Recently upgraded a bunch of my calling gear and finally got out to try it all Friday night. Second stand called in a pair and was able to connect with one. Turned out to be my biggest coyote to date. 

I’ve got the video to upload but it’s not showing up as an option to upload. I’ll post it if/when I figure out how.


----------



## wolverines (Jan 29, 2007)

Not sure if this will work, but link to video on YouTube is above. 

As a side note, for anyone claiming the 6.5 creedmoor is overkill for coyotes I respectfully disagree.


----------



## Tactical Assist (Dec 27, 2019)

Nice shot! That’s a big yote, how far of a shot?


----------



## wolverines (Jan 29, 2007)

Tactical Assist said:


> Nice shot! That’s a big yote, how far of a shot?


Coyotes are right at 200 yards. I'm zoomed in to just over 16 power on the 5-20. Original video quality is slightly better on the original compared to how it looks on YouTube.


----------



## Tactical Assist (Dec 27, 2019)

Nice........you dropped him at 200 yards!

I hope one of these days I can get in a 300, 400 or even 500 yard shot with my 223 with a 24” barrel.
500 yards would be the limit on range, that bullet drops 45.5”
400 yards 22”
300 yards 8”
200 yards 1.3”
600 yards 81.9”
700 yards 141.7”
800 yards 223.4”

One of my hunting buddies went to a 6.5 creedmoor, he said he likes it more than his 223 built rifle.


----------



## wolverines (Jan 29, 2007)

Tactical Assist said:


> One of my hunting buddies went to a 6.5 creedmoor, he said he likes it more than his 223 built rifle.


I considered setting up my night calling rig with my 224 Valkyrie, but I also hunt with a group running hounds. Considering all the hiking that can be involved with that, I opted to use the 6.5CM which is a much heavier gun and kept the light weight Valkyrie for hunting with hounds. Both are capable of longer shots when needed, I just don't want to think about hold over and drop in the heat of the moment.

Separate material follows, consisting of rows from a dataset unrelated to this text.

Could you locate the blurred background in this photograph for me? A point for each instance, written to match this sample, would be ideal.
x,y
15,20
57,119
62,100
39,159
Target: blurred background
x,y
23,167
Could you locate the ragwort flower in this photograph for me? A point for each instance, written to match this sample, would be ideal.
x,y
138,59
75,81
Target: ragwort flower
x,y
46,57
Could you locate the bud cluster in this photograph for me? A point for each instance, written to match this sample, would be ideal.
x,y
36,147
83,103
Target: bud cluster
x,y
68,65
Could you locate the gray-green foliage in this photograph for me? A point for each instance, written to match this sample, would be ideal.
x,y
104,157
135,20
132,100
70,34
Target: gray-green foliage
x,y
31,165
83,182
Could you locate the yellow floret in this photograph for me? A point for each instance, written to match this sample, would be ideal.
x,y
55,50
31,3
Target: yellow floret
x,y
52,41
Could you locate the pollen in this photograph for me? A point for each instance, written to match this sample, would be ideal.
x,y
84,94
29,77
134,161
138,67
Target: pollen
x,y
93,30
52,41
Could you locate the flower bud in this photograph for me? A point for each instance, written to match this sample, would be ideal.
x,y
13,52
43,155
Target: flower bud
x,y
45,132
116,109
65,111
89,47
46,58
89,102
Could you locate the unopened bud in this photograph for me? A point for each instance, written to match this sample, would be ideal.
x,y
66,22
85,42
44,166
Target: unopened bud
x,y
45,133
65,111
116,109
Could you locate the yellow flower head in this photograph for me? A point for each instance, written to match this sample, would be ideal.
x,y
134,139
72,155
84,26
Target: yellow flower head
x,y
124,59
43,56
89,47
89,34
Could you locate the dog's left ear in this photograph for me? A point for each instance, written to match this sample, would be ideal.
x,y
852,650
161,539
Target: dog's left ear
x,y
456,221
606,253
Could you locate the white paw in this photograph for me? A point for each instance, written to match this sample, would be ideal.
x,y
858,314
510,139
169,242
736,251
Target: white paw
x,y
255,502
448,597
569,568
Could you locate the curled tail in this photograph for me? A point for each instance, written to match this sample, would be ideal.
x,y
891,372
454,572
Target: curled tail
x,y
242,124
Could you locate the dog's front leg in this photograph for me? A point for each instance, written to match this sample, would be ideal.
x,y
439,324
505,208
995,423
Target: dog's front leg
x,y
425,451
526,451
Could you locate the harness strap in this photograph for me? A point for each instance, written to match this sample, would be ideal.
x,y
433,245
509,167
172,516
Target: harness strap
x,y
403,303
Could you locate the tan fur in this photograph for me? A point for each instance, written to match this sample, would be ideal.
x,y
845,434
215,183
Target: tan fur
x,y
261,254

I like the long range stuff for woodchucks


----------



## old graybeard (Jan 19, 2006)

Congrats!


----------



## Superhik (Jan 9, 2018)

Congrats! Cool video. It is really interesting to see how they behave. The one on the right new something was up, even at 200 yards. If you pause at 0:18 you can see that other one stopped and turned around facing you...


----------



## wolverines (Jan 29, 2007)

Superhik said:


> Congrats! Cool video. It is really interesting to see how they behave. The one on the right new something was up, even at 200 yards. If you pause at 0:18 you can see that other one stopped and turned around facing you...


I also noticed that they were looking right at me almost the entire time. The call is on an angle forward and to the right of me about 40 yards. Pretty sure they saw me despite being in the shadow of a huge oak tree. Makes me wonder if wearing black rather than snow camo is better at night.....


----------



## Far Beyond Driven (Jan 23, 2006)

Did you get a weight?


----------



## wolverines (Jan 29, 2007)

Far Beyond Driven said:


> Did you get a weight?


Yes sir, but thinking about posting a "guess the weight" if anyone's interested. That's always fun I think...


----------